He did try. But her reply email didn’t come until the next day. When he emailed again, she never replied. He tried once more, a month later. Nothing.

He never did quite understand why.



Murphy hadn’t intended to see clients today. It was Wednesday, and he always set aside Wednesdays for catching up on paperwork. His in-box overflowed with motions, proposed court orders, and various and sundry requests for legal aid. He never actually managed to catch up on all of it, but at least on Wednesdays, he could make a dent in the pile.
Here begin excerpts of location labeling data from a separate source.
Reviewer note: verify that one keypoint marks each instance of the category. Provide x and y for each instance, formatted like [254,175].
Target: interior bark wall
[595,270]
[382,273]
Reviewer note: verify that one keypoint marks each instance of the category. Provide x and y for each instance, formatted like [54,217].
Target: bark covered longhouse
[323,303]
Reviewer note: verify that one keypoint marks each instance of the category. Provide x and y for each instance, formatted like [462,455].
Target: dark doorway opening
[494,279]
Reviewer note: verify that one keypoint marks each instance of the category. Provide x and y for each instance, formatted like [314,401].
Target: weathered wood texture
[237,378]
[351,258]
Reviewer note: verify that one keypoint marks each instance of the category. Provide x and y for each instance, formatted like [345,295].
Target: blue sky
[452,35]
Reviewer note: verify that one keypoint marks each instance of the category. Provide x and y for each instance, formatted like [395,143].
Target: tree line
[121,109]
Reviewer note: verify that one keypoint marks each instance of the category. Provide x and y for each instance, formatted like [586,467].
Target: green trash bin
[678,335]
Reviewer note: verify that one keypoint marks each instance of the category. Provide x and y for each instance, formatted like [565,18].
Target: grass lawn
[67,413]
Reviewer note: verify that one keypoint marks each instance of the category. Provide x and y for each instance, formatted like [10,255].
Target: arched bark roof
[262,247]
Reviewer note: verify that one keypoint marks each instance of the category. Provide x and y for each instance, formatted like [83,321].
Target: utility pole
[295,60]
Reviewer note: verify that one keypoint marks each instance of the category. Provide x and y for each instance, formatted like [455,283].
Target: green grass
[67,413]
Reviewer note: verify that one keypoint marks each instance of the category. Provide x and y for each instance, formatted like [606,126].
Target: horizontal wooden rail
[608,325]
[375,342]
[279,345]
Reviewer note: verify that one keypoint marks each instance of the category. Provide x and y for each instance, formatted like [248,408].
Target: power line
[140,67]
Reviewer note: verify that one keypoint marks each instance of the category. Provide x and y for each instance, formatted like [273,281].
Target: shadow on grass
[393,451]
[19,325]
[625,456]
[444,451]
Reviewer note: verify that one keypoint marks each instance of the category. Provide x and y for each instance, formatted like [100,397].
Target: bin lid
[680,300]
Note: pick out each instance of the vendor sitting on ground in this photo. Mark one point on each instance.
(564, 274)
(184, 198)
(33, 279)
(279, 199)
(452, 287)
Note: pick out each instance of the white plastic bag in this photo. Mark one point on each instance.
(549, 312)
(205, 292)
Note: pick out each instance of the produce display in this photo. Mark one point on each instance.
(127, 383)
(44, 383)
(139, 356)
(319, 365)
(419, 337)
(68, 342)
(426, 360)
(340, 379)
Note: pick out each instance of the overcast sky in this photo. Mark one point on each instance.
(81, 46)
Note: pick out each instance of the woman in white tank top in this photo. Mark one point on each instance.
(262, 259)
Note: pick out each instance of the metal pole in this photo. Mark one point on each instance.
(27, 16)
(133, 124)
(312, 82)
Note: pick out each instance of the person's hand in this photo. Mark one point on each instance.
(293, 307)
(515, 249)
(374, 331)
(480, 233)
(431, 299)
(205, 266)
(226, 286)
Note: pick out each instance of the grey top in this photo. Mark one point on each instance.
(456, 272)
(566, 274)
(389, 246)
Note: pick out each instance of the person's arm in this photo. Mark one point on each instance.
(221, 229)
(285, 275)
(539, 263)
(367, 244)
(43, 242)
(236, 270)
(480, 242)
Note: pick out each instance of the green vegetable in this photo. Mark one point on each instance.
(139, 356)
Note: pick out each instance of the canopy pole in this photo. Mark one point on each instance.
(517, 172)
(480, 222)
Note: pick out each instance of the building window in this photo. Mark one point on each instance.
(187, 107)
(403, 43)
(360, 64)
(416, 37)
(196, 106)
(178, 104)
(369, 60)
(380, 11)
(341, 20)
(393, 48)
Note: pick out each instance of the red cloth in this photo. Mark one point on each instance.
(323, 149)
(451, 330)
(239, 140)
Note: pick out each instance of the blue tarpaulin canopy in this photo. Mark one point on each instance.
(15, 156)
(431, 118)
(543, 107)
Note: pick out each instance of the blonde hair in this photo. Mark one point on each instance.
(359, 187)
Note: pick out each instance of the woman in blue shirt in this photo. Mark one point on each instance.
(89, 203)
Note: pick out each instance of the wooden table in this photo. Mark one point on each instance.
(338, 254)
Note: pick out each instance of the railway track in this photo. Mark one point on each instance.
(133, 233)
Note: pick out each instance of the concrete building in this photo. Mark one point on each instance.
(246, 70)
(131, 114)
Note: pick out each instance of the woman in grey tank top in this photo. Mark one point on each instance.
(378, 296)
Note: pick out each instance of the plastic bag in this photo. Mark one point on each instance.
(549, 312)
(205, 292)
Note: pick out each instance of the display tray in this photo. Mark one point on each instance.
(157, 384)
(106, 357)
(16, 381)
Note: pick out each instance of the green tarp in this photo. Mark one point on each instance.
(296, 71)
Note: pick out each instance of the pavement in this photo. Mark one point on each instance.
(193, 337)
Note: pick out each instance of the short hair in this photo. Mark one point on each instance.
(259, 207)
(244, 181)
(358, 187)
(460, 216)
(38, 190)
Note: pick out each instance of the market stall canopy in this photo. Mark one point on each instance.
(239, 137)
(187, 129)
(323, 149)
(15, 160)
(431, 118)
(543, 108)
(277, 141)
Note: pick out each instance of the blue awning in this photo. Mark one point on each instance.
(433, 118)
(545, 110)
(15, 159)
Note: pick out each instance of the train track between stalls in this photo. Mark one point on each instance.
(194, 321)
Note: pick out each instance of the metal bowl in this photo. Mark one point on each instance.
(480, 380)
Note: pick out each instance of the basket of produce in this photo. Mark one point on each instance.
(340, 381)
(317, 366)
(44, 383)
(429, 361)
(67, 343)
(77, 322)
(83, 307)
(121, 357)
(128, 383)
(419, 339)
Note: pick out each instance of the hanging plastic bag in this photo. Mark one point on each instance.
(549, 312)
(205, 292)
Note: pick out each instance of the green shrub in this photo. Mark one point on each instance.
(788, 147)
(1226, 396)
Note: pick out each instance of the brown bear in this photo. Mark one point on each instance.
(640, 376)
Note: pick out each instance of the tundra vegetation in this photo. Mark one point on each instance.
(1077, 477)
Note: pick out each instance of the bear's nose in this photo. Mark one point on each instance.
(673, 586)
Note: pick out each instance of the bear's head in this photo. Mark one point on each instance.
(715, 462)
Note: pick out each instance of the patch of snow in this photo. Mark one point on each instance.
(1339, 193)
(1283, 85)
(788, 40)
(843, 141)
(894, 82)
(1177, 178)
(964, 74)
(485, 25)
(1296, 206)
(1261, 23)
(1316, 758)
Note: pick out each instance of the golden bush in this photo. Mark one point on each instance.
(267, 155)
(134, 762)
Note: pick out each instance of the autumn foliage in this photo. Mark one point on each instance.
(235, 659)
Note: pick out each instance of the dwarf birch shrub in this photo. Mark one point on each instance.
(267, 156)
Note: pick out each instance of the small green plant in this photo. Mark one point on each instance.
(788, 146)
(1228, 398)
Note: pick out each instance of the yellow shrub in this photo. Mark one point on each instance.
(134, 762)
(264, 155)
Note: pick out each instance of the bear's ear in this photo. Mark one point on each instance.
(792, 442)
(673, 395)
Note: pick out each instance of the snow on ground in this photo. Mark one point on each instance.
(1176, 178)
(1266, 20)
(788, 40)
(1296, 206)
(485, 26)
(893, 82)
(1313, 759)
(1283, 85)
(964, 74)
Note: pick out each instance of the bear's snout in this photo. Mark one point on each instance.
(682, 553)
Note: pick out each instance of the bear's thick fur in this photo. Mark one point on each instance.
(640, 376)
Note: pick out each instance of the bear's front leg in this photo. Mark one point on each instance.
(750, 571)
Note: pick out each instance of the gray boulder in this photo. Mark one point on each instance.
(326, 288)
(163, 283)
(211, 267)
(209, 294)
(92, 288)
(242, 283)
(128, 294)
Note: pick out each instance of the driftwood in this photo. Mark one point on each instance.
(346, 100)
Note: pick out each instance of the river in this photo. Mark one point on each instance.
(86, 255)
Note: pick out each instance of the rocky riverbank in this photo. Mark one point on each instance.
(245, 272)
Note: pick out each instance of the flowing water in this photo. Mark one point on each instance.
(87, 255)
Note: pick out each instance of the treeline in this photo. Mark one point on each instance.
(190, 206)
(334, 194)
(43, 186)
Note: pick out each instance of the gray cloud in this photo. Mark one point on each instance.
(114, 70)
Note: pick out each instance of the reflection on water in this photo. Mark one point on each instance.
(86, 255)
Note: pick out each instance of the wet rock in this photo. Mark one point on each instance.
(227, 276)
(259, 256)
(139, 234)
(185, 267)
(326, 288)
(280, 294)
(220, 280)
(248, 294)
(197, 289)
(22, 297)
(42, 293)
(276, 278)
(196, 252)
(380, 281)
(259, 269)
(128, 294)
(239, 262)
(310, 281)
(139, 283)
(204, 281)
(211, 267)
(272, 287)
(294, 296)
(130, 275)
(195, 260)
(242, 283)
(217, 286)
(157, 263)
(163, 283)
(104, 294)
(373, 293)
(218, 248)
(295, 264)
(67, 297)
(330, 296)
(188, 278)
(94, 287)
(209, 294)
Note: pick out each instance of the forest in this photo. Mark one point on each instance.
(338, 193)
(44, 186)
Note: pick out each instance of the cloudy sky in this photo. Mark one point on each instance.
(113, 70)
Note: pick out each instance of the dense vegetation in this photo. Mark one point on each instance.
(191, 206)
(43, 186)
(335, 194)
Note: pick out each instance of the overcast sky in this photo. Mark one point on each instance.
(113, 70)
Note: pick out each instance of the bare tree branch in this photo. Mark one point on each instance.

However, on this Wednesday, he had a drop-in. She had done this quite literally. One moment Murphy was laboring over his computer banging out a particularly knotty motion; the next instance, she had plopped down in a shower of sparks on his desk.  Papers went skidding everywhere, along with “Hi,” she said. “I need your help.”

“Just once,” Murphy said, “I wish you people would use the door.”

She ignored the comment. “Sal told me you’re the best. I got a problem. You can help, right?”

Murphy sighed. He would’ve liked to say no, but he wasn’t nearly that successful a lawyer. And they usually paid well. “What’s the trouble?”

She was still on the desk. “Okay, so there’s this kid, yeah? I mean, he’s a teenager. Not really a kid. Anyway. He makes a wish on some star. I don’t even know what star it is. Probably Betelgeuse or some stupid thing like that. I get assigned, I check it out, and the kid wants a girlfriend.”

Murphy waited. He knew the rules as much as she did. Some wish-casters were very specific about their limitations. His paralegal, Daphne, had a side business, and she was quite adamant about staying out of love affairs.  She didn’t do dead people either. “As a genie, I can be choosy,” she had told him. “And dead people are just, ew.”

But star-wishes were something else. Murphy assumed there was more to the story. There was, of course. “So I try,” the fairy said. “I set him up. I set him up ten times.

“And?” Murphy asked, although he had a guess at the problem.

“Nothing,” she said in disgust. “Not one worked. Something always went wrong on the dates. Two never even showed. Five laughed in his face. Nine pulled the “I have an emergency work call” trick. The last one? A zombie. I was desperate. She ended up ditching him for a mer-guy. I can’t even set this guy up with zombies!”

“So you want out of the wish,” Murphy said.

“I can’t keep setting this guy up forever, right?” she pleaded. “Isn’t there some loophole? I did my best, so let’s call it? I can’t work miracles, you know!”

“There’s not a loophole in the traditional sense,” Murphy said. “Once you accept the wish, you stay with it until it’s granted. That’s the deal. But…”

“But?” she said eagerly.

Murphy had hoped to hold off on this for a while. But clearly he had no alternative. He rummaged in his desk drawer and produced a small silver lighter. “Get him near someone, and flick this twice,” he said. “It’s an Illusion-maker. She’ll think he’s the second coming of Channing Tatum or whoever.”

She looked skeptical. “Yeah, but for how long?”

“You said he wanted a girlfriend,” Murphy said. “Did he wish for a permanent one? Anti-break-up provision, and so on?”

She smiled. “Nope. Exact words were, “I want a girlfriend. ” I think he’s got prom.”

“Prom’s next month, isn’t it? It’ll last till then.”

“Awesome,” she said, snatching the lighter. “You’re the best!”

There was a flash of golden light. She had vanished from atop his desk, along with the lighter. In her place was the usual sack of gold.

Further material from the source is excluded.